AMP was also, no doubt, encouraged by the retail investor demand for Westpac's recently launched SPS II hybrid security issue, which was upsized to $700 million from $500 million, the week before last. But the AMP Notes, as AMP's retail bonds have been named, are a "plain vanilla" and extremely rare debt security in the Australian market.
Australian retail investors have had little opportunity in the past to buy corporate bonds being largely limited to hybrid security issues, which combine features of both debt and equity. A high coupon is paid but it may be paid on an after tax basis with franking credits attached. The debt is deeply subordinated, ranking usually just above shareholders and behind most other creditors. Coupons can be deferred without accumulating and the return of principal invested is typically in the form of shares in the issuer.
AMP Notes will pay non-deferrable coupons on a pre-tax basis, maximising cash flow to the bondholder, and principal is repaid at maturity in cash. The AMP Notes are a subordinated debt security but not as deeply subordinated as a hybrid security.
New Zealanders are familiar with subordinated bonds or capital notes as they are known there. Just last month, unrated Fletcher Building issued NZ$132 million of capital notes with five and seven year maturities and a 9 per cent coupon. New Zealand Post is about to launch a NZ$200 million capital note issue.
The rating agencies deal with the issue of subordination through the notching applied to the credit ratings assigned to specific debt securities. For example: Westpac has a senior unsecured credit rating of 'AA' from S&P, the SPS II notes are rated two notches lower at 'A+'; AMP is rated 'A' by S&P and the AMP Notes are rated only one notch lower at 'A-' because the AMP notes are not as deeply subordinated.
The AMP Notes have a ten year term to maturity but are callable after year five.

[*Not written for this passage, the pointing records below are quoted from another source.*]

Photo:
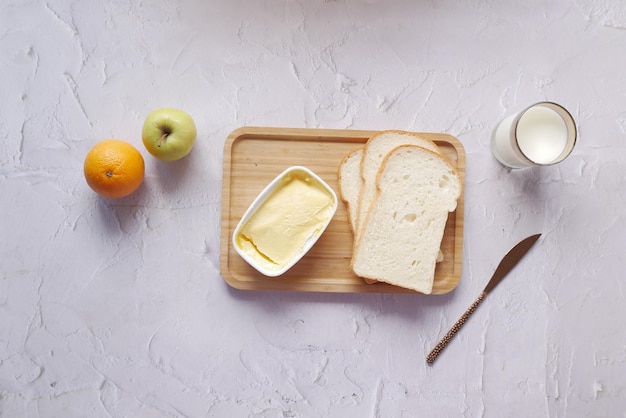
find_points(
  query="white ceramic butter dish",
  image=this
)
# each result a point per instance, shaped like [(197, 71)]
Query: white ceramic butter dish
[(284, 221)]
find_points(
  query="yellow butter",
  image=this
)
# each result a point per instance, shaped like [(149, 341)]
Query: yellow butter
[(296, 211)]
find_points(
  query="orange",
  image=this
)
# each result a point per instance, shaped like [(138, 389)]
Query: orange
[(114, 168)]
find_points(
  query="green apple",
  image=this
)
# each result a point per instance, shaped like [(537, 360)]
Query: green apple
[(168, 133)]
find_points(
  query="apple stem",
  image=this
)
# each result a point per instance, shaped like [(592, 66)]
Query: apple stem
[(162, 139)]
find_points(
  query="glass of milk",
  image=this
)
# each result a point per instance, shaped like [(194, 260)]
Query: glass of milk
[(542, 134)]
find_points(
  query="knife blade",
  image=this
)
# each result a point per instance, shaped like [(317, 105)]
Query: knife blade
[(507, 263)]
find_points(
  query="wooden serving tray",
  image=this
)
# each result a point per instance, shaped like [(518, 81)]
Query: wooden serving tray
[(254, 156)]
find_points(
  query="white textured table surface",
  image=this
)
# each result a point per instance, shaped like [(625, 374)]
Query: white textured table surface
[(116, 308)]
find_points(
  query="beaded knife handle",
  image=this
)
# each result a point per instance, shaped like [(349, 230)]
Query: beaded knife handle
[(455, 328)]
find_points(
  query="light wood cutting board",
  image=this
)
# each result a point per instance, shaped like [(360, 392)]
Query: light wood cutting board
[(254, 156)]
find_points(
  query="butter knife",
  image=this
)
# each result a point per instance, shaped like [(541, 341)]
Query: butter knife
[(509, 261)]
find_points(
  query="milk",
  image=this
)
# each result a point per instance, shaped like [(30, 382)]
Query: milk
[(542, 134)]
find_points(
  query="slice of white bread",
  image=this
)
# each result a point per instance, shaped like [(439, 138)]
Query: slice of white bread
[(402, 233), (375, 151), (349, 180)]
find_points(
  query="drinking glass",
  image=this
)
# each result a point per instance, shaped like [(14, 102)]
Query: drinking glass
[(540, 135)]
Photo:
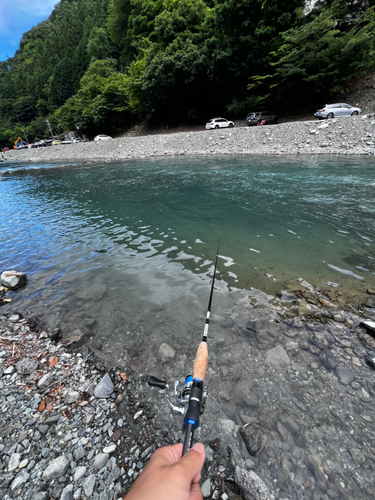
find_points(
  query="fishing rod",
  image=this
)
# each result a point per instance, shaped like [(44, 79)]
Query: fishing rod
[(191, 398)]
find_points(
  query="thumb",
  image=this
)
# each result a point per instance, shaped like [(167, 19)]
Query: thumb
[(193, 462)]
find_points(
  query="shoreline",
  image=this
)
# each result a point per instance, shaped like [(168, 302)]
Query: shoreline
[(345, 136), (74, 428)]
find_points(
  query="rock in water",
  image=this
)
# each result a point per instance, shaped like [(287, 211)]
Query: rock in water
[(277, 358), (254, 438), (95, 292), (105, 387), (328, 359), (251, 486), (13, 282)]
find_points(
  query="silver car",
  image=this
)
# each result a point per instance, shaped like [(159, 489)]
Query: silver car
[(337, 110), (218, 123)]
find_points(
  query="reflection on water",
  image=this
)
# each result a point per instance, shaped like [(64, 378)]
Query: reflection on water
[(123, 252)]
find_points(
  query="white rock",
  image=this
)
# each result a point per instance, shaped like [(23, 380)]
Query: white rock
[(109, 449), (14, 461)]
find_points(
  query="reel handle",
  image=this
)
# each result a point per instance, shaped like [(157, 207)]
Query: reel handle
[(156, 382), (200, 362)]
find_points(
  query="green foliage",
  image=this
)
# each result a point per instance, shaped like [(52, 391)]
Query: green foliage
[(102, 65), (315, 59), (47, 68), (101, 102)]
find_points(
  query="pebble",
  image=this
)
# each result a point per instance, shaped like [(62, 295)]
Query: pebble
[(56, 468), (109, 449), (105, 387)]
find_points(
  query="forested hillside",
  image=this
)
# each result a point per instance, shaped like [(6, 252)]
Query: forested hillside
[(105, 65)]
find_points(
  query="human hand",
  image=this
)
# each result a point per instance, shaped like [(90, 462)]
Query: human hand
[(167, 476)]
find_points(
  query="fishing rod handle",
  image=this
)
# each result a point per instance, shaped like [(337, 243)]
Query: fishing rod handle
[(200, 362)]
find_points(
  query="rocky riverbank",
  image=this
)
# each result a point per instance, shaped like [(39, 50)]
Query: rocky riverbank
[(289, 414), (75, 429), (345, 136)]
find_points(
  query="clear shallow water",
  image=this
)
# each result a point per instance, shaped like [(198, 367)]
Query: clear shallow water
[(278, 220), (123, 252)]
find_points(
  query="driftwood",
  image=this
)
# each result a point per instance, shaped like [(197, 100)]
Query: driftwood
[(71, 340)]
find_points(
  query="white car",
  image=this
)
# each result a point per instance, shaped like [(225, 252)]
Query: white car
[(219, 123), (102, 137)]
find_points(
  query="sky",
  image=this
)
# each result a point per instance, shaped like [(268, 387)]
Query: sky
[(18, 16)]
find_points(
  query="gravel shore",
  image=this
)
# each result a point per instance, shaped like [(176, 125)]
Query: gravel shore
[(291, 399), (345, 136)]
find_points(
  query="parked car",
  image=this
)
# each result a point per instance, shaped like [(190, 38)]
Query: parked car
[(257, 117), (336, 110), (102, 137), (219, 123)]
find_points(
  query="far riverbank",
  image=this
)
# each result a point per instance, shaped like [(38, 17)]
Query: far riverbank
[(345, 136)]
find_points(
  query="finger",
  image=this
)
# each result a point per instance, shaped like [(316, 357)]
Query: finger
[(193, 461), (195, 492)]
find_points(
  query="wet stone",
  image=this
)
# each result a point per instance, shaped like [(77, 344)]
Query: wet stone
[(254, 438), (328, 359), (105, 387), (26, 366), (344, 375), (100, 460), (56, 468), (88, 485), (357, 456), (277, 358), (251, 485)]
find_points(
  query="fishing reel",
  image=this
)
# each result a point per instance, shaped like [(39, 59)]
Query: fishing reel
[(181, 392)]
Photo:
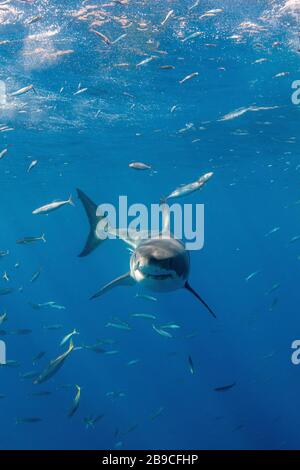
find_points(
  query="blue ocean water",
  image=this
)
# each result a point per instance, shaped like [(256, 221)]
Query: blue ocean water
[(87, 141)]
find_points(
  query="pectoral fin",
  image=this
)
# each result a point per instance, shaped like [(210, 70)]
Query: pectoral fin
[(190, 289), (125, 280)]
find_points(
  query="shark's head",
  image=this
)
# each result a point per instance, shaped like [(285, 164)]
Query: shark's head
[(160, 264)]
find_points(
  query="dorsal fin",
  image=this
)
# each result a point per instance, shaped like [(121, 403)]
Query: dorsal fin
[(190, 289), (91, 211)]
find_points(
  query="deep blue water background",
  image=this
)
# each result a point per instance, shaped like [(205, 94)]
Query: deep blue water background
[(254, 189)]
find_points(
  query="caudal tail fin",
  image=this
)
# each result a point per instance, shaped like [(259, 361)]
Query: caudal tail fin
[(91, 211)]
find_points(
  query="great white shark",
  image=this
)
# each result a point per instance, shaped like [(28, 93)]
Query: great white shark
[(159, 263)]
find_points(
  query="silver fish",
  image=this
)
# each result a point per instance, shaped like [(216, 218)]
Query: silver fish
[(54, 366), (53, 206)]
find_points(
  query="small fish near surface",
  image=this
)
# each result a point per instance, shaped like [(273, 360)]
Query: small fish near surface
[(146, 297), (4, 253), (139, 166), (188, 77), (3, 153), (54, 366), (3, 318), (32, 165), (53, 206), (33, 420), (68, 336), (23, 90), (191, 365), (225, 388), (189, 188), (28, 240), (35, 275), (76, 402), (6, 291), (90, 421)]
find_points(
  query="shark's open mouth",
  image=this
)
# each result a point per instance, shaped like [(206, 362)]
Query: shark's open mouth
[(158, 277), (155, 273)]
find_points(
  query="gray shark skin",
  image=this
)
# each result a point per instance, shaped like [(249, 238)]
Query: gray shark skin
[(159, 264)]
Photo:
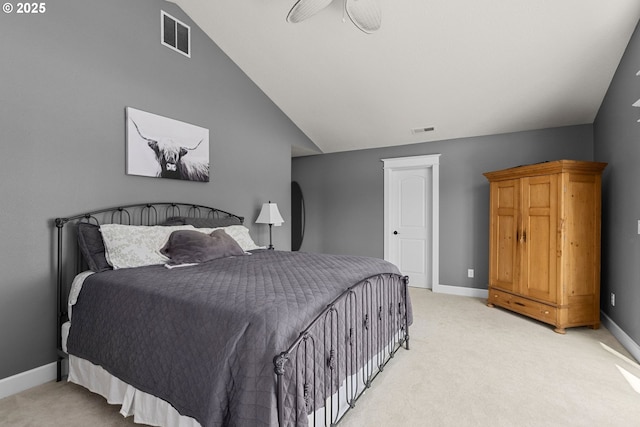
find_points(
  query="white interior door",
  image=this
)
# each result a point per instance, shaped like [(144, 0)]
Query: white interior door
[(409, 221), (411, 238)]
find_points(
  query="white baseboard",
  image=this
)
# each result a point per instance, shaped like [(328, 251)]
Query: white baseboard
[(461, 291), (630, 345), (26, 380)]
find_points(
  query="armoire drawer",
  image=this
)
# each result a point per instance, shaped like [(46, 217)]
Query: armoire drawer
[(542, 312)]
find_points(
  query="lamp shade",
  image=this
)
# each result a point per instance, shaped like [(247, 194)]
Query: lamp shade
[(270, 214)]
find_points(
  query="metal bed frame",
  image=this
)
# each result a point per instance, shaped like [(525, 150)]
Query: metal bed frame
[(356, 335)]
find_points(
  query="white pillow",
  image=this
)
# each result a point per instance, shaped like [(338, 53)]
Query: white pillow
[(239, 233), (136, 245)]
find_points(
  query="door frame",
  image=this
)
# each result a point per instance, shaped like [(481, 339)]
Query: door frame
[(417, 162)]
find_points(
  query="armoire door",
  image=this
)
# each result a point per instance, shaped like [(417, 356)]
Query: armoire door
[(539, 234), (505, 217)]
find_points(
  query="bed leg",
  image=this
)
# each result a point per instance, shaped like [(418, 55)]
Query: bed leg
[(405, 281), (279, 361)]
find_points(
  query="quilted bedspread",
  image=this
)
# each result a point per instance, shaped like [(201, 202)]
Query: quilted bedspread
[(203, 337)]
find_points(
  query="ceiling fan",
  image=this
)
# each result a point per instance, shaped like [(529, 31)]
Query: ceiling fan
[(365, 14)]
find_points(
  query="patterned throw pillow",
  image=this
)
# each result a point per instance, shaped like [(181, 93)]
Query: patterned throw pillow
[(191, 246), (136, 245), (240, 234)]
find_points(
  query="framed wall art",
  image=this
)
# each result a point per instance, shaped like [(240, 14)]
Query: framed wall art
[(161, 147)]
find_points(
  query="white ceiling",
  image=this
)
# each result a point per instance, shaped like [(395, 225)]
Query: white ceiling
[(465, 67)]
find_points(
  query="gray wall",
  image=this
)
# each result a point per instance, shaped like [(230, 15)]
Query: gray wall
[(617, 142), (65, 80), (344, 194)]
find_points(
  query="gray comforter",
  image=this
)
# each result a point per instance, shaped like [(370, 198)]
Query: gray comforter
[(203, 337)]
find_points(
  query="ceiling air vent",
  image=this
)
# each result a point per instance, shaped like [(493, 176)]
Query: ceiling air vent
[(175, 34)]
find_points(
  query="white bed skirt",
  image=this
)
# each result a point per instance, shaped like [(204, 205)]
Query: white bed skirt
[(144, 407)]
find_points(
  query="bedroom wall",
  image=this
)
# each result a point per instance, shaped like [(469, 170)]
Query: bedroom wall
[(66, 77), (617, 142), (344, 194)]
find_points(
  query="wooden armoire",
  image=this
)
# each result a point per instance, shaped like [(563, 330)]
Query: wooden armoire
[(544, 242)]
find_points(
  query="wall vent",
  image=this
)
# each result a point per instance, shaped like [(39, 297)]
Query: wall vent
[(175, 34), (422, 130)]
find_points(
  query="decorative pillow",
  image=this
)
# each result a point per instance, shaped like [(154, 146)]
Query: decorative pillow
[(240, 234), (203, 222), (92, 246), (136, 245), (191, 246)]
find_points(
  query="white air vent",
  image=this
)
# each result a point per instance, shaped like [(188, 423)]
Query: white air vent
[(175, 34), (422, 130)]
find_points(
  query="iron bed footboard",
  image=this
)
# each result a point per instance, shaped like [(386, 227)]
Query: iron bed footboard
[(335, 359)]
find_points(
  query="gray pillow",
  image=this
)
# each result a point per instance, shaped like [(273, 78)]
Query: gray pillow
[(203, 222), (92, 247), (191, 246)]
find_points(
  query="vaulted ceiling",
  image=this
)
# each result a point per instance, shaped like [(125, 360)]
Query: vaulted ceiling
[(464, 67)]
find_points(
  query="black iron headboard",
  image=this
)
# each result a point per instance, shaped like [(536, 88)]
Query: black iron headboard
[(70, 262)]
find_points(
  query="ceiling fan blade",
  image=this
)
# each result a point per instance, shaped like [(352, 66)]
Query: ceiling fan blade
[(365, 14), (304, 9)]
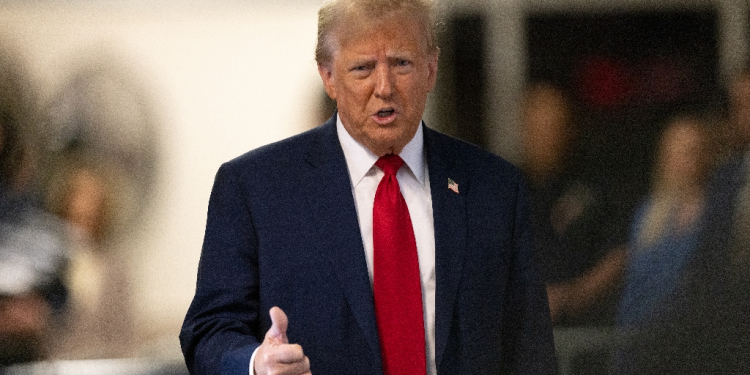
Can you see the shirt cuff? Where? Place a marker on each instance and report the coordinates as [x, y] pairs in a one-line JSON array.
[[252, 361]]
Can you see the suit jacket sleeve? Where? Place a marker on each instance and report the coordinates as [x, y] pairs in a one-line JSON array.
[[220, 331]]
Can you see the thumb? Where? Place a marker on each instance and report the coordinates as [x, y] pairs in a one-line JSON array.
[[279, 323]]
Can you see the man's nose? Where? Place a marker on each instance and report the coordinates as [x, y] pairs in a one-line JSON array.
[[383, 82]]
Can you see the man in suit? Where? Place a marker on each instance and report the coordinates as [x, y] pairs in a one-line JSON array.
[[291, 278]]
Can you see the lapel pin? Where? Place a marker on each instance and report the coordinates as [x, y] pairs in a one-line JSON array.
[[453, 186]]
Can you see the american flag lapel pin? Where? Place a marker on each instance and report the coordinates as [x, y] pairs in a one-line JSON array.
[[453, 186]]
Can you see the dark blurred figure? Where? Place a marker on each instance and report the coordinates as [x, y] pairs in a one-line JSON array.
[[581, 257], [581, 252], [703, 328], [665, 233], [32, 249]]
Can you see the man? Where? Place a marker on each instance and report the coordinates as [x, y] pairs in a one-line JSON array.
[[299, 229]]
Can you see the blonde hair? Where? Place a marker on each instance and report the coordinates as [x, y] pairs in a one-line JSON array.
[[334, 13], [666, 195]]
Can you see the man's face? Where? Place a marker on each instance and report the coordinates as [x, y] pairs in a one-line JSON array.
[[380, 76]]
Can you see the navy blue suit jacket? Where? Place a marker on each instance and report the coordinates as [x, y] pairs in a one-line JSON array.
[[283, 231]]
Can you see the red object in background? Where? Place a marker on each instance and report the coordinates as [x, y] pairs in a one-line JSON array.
[[603, 81]]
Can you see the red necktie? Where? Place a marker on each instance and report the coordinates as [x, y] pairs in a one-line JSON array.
[[398, 294]]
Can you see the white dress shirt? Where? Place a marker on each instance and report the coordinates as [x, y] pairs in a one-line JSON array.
[[415, 187]]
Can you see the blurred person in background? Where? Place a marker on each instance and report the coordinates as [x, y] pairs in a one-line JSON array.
[[102, 156], [666, 231], [33, 249], [703, 327], [580, 252]]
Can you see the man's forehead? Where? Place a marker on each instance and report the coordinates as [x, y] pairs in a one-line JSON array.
[[364, 36]]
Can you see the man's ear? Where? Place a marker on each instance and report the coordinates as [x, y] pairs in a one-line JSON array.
[[326, 74]]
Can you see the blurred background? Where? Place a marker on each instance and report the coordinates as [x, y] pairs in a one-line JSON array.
[[116, 115]]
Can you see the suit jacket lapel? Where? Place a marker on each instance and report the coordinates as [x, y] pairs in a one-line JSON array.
[[449, 213], [336, 220]]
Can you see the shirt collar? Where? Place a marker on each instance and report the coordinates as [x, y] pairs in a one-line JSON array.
[[360, 160]]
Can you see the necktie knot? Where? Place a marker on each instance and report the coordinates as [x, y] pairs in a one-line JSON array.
[[390, 164]]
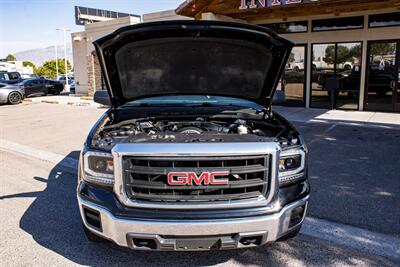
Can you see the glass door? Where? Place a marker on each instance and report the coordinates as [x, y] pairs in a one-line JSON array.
[[382, 86], [336, 75]]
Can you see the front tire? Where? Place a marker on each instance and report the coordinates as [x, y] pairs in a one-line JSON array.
[[92, 237], [14, 98]]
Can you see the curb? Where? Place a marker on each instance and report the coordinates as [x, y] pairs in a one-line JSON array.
[[85, 103]]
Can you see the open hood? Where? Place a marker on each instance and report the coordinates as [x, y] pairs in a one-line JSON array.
[[192, 58]]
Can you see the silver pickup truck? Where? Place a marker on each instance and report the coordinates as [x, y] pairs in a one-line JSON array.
[[190, 155]]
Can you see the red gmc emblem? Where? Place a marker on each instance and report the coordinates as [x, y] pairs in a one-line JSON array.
[[191, 178]]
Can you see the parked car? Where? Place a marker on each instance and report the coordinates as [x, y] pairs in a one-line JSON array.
[[54, 87], [62, 79], [72, 87], [35, 87], [10, 77], [11, 93], [190, 155]]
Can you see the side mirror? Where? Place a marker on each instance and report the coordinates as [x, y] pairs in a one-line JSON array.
[[278, 98], [102, 97]]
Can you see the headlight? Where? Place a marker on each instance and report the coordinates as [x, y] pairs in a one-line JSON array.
[[98, 168], [291, 166]]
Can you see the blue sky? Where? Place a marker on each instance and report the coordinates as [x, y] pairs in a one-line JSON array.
[[29, 24]]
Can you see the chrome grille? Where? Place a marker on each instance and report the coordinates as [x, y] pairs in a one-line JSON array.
[[145, 178]]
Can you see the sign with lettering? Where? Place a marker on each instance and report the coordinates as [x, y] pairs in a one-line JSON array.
[[245, 4]]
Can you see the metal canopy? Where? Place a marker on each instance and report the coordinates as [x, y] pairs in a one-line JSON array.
[[279, 9]]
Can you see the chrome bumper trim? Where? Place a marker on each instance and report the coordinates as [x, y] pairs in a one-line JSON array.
[[118, 229]]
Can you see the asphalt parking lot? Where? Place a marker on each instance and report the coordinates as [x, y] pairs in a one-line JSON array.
[[354, 172]]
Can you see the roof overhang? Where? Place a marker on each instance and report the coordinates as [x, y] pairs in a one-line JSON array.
[[279, 9]]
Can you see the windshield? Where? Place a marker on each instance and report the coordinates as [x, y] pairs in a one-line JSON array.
[[194, 101]]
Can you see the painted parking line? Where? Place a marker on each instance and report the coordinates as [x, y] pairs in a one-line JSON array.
[[66, 162], [353, 237], [340, 234]]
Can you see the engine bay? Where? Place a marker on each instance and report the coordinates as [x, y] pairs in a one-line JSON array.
[[187, 130]]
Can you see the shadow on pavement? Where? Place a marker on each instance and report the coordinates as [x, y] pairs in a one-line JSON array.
[[53, 220], [355, 170]]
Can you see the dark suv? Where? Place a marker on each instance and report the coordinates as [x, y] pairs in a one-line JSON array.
[[10, 77]]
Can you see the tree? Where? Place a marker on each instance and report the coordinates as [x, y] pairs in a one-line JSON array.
[[383, 49], [11, 57], [28, 64], [48, 69]]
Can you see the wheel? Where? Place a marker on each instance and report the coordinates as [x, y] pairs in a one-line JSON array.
[[290, 235], [92, 236], [381, 93], [14, 98]]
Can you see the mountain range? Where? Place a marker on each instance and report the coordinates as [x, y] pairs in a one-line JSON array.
[[38, 56]]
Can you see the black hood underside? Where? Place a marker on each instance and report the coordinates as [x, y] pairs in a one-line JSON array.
[[192, 58]]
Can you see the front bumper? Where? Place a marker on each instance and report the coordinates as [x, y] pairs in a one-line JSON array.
[[194, 234]]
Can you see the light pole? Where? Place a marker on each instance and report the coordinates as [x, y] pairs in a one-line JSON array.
[[65, 58], [55, 48]]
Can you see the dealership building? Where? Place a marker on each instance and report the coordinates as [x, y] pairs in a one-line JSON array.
[[346, 54]]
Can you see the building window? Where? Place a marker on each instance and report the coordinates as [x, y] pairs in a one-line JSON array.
[[294, 77], [384, 20], [336, 75], [338, 24], [288, 27]]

AMP will have an incentive to call the notes at the end of year five as the credit margin applied over the reference rate for coupon payments will double and also the capital benefit AMP derives from the notes diminishes after that time.
The notes will pay a credit margin set at 4.25 per cent to 4.75 per cent over the bank bill rate for the Australian bonds and over the five year swap rate for the New Zealand bonds. At this level the notes would have yielded between 7.5 per cent and 8 per cent on the Australian notes and between 8.4 per cent and 8.9 per cent on the New Zealand notes, at the time of announcement of the issue.
Only last month AMP issued $100 million of senior unsecured five year bonds, guaranteed by the Australian government. AMP paid a margin of 107 basis points over the five year swap rate on those bonds and after allowing for the 100 bps guarantee fee that AMP pays to the government, the credit margin on the five year senior debt is 207 bps.
AMP Notes are offering a further 218 bps-268 bps to compensate for the risks associated with subordination. This is in line with the additional spread that Westpac offered on its SPS II notes and should ensure strong demand from retail investors. (Westpac is more highly rated but the SPS II notes are more deeply subordinated.)